Uma crença é definida como "básica" quando ela não precisa se apoiar em nenhuma outra para que se creia nela. Por exemplo, minha crença de que 2 + 2 = 4 não se apóia em nenhuma outra mais básica que ela - eu simplesmente sei que essa proposição é verdadeira.

Assim sendo, Plantinga pretende reduzir a crença em Deus como uma dessas crenças básicas - i.e., ele vai tentar justificar a "verdade calvinista" do "sensus divinitatis".

Para ele, os argumentos da teologia natural para provar a existência de Deus são no mínimo desnecessários, pois além de tudo eles não funcionam.

Mas surge uma questão: o que dizer quando aparecem os chamados "invalidadores", ou seja, argumentos que "minam" a crença em Deus?

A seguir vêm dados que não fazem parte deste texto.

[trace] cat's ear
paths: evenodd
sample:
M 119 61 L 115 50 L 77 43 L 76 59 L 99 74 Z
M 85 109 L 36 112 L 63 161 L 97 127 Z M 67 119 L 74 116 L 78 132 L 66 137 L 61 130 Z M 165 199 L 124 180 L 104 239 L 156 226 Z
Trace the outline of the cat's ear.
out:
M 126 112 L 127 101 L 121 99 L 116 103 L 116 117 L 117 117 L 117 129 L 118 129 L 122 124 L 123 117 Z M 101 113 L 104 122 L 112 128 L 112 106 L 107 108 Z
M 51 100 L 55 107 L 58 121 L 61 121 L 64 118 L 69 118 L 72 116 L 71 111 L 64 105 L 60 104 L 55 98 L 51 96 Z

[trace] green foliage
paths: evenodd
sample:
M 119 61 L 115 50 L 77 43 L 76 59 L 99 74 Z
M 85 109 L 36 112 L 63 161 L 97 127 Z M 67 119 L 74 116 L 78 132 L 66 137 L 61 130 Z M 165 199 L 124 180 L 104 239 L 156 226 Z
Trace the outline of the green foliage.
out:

Se minha crença em Deus é básica e eu sou confrontado com argumentos racionais que mostram que é pouco provável que Deus exista, minha crença em Deus ainda pode ser considerada como "racional"?

Especificamente, o que dizer das teorias de Freud e Marx que apontam a origem da religião e da idéia de Deus não de um mundo transcendente, mas sim como criação humana?

É justo salientar que as teorias de Freud e Marx sobre a religião não podem provar diretamente a não-existência de Deus (pois é impossível provar a não-existência de qualquer coisa, até mesmo do Papai Noel ou do Coelhinho da Páscoa), mas podem ser invalidadores do argumento de alguns teólogos de que a existência da religião e da idéia de Deus em si apontam para a existência de algum tipo de realidade transcendente.

Argumentos como os de Freud e Marx nunca podem ser tomados de forma isolada, "soltos" no mundo, pois eles estão inseridos dentro de um contexto, de uma determinada cosmovisão. E é assim que eles fornecem coerentes explicações alternativas àquelas cristãs, sendo superiores e preferíveis no quesito de não recorrer à existência de entes desnecessários para explicar os objetos em questão (navalha de Ockham).

Assim, se tomados isoladamente, pode-se talvez considerar que tenham pouca força epistêmica. No entanto, em conjunto com outros invalidadores, eles fazem com que a crença em Deus deixe de ser básica e exija justificação racional, ao contrário do que defende Plantinga.

Pois se analisados em conjunto com outros argumentos, tais como as evidências da evolução natural das espécies e o tipo e a quantidade de mal existente no mundo, eles se tornam uma séria objeção à crença em Deus, forçando o crente a recorrer à boa e velha teologia natural a fim de manter a racionalidade de sua crença, que foi básica apenas enquanto durou sua inocência.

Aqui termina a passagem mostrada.